It was quite a long time ago now that Zachariah was diagnosed with scoliosis (curved spine).
It was something else that was accepted, but there was hope that it would stay flexible and could be straightened back into place through therapy and equipment.
There seemed to be no major immediate concern, and we were told that it would be monitored through x rays.
The x rays were a difficulty in their own right, I remember our first trip the spinal consultant, being sent round for x-ray, and being mortified by the huge, hard chair type thing that Zachariah was expected to sit on.
It seems to be an issue throughout the hospitals…the lack of appropriate equipment for those with severe disabilities, those who depend solely on a carer to lift and put them into new positions.

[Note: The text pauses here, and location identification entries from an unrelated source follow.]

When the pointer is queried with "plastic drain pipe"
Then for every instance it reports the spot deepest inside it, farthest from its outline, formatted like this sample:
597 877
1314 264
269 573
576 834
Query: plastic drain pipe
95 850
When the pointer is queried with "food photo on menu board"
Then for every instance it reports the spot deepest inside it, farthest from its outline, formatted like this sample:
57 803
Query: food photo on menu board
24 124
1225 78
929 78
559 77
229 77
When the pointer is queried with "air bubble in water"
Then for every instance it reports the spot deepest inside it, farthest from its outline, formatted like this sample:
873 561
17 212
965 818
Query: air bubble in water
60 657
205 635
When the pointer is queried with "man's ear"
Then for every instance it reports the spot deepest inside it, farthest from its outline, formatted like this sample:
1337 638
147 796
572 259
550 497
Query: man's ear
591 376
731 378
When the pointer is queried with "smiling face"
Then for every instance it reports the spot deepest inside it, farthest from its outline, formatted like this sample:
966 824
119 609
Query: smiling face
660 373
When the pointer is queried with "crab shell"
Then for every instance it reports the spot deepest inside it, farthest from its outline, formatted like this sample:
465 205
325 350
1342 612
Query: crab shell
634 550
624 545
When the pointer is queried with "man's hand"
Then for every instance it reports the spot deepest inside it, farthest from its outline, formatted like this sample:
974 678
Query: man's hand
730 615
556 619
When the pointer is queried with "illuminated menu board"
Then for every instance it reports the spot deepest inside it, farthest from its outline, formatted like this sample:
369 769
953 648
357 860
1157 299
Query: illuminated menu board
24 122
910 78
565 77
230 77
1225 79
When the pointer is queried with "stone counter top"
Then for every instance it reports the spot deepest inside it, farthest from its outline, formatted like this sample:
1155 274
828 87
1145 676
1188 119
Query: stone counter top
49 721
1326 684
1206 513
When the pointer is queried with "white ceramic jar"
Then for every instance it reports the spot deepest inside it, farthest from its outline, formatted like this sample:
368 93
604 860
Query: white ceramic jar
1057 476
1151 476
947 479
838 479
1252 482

It’s the same when we visit clinic, and we are expected to put Zachariah on our laps upon the scales to try and get the best possible reading of his weight.
It’s just not safe, nor is it practical. I do wonder how they manage to weigh and measure older children, and even adults.
Anyway, coming back from my little drift, once we’ve managed to prop Zachariah into sitting position, trying our best not to prop too much, as after all, we’re trying the get an image of his scoliosis, we head back round to clinic and await our turn with the consultant.
In the past these consultations have been, as I’ve touched on above, fairly easy to digest, it’s a ‘we’ll wait and see’ kind of conversation.
There’s been a positive vibe that Zachariah's spine may fix itself slightly to make it less of a problem.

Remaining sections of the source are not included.